CS GRIND

CSC Notes Chapter 9 Virtual Memory

Chapter Objectives

  • To describe the benefits of a virtual memory system.
  • To explain the concepts of demand paging, page-replacement algorithms, and allocation of page frames.
  • To discuss the principles of the working-set model.

Background

Normally, it's unnecessary to load the whole program into memory:

Even the whole program is useful, partially load the program could still have following advantage:

Virtual memory allows files and memory to be shared by two or more processes through page sharing. This leads to the following benefits:

Demand Paging

Definition: Load pages only as they are needed instead of the entire program.
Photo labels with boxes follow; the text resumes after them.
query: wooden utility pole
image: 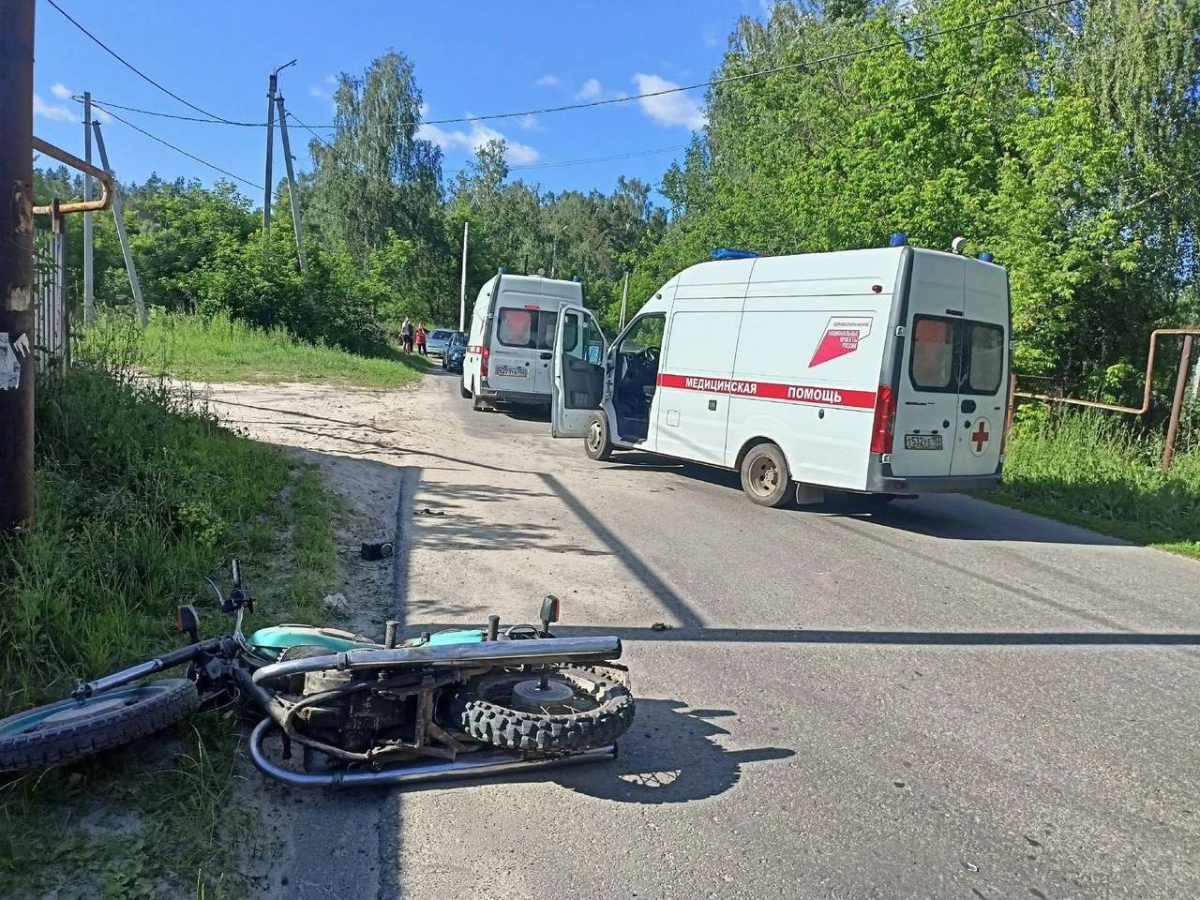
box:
[263,70,280,252]
[276,94,308,272]
[1163,335,1192,472]
[617,272,629,334]
[83,91,96,328]
[85,122,148,325]
[458,222,470,331]
[0,0,35,533]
A lazy swapper never swaps a page into memory unless that page will be needed. Since we are now viewing a process as a sequence of pages, rather than as one large contiguous address space, use of the term swapper is technically incorrect. A swapper manipulates entire processes, whereas a pager is concerned with the individual pages of a process. We thus use pager, rather than swapper, in connection with demand paging.

Basic Concepts

The procedure for handling page fault:

  1. Check an internal table(usually kept with the process control block) for this process to determine whether the reference was a valid or an invalid memory access
  2. If the reference was invalid, we terminate the process. If it was valid, but we have not yet brought in that page, we now page it in.
  3. We find a free frame(by taking one from the free-frame list, for example).
  4. We schedule a disk operation to read the desired page into the newly allocated frame.
  5. When the disk read is complete, we modify the internal table kept we the process and the page table to indicate that the page is now in memory.
  6. We restart the instruction that was interrupted by the trap. The process can now access the page as though it had always been in memory.

Pure demand paging: never bring a page into memory until it is required.

Performance of Demand Paging

Performance of demand paging heavily depends on the page-fault rate. If we can not minimize the page-fault rate, the performance will be worsen dramatically.

Copy-on-Write

Child process reference to the same address space as its parent. When one of the process modified the memory, it creates a copy.

Page Replacement

The solution to solve over-allocation: when we need to swap in some pages, there is no free frame in memory.

Basic Page Replacement

The page-fault service routine with page replacement:

  1. Find the location of the desired page on the disk.
  2. Find a free frame:
    1. If there is a free frame, use it
    2. If there is no free frame, use a page-replacement algorithm to select a victim frame,
    3. Write the victim frame to the disk; change the page and frame tables accordingly.
  3. Read the desired page into the newly freed frame; change the page and frame tables.
  4. Restart the user process.

Since this scheme may double the effective access time, we can efficient reduce this overhead by using a modify bit(or dirty bit):

  1. Each page or frame has a modify bit associated with it in the hardware.
  2. The modify bit for a page is set by the hardware whenever any word or byte in the page is written into, indicating that the page has been modified
  3. When we select a page for replacement, we examine its modify bit.
  4. If the bit is set, we need to write the page to the disk.
  5. Else, we can simply discard that page.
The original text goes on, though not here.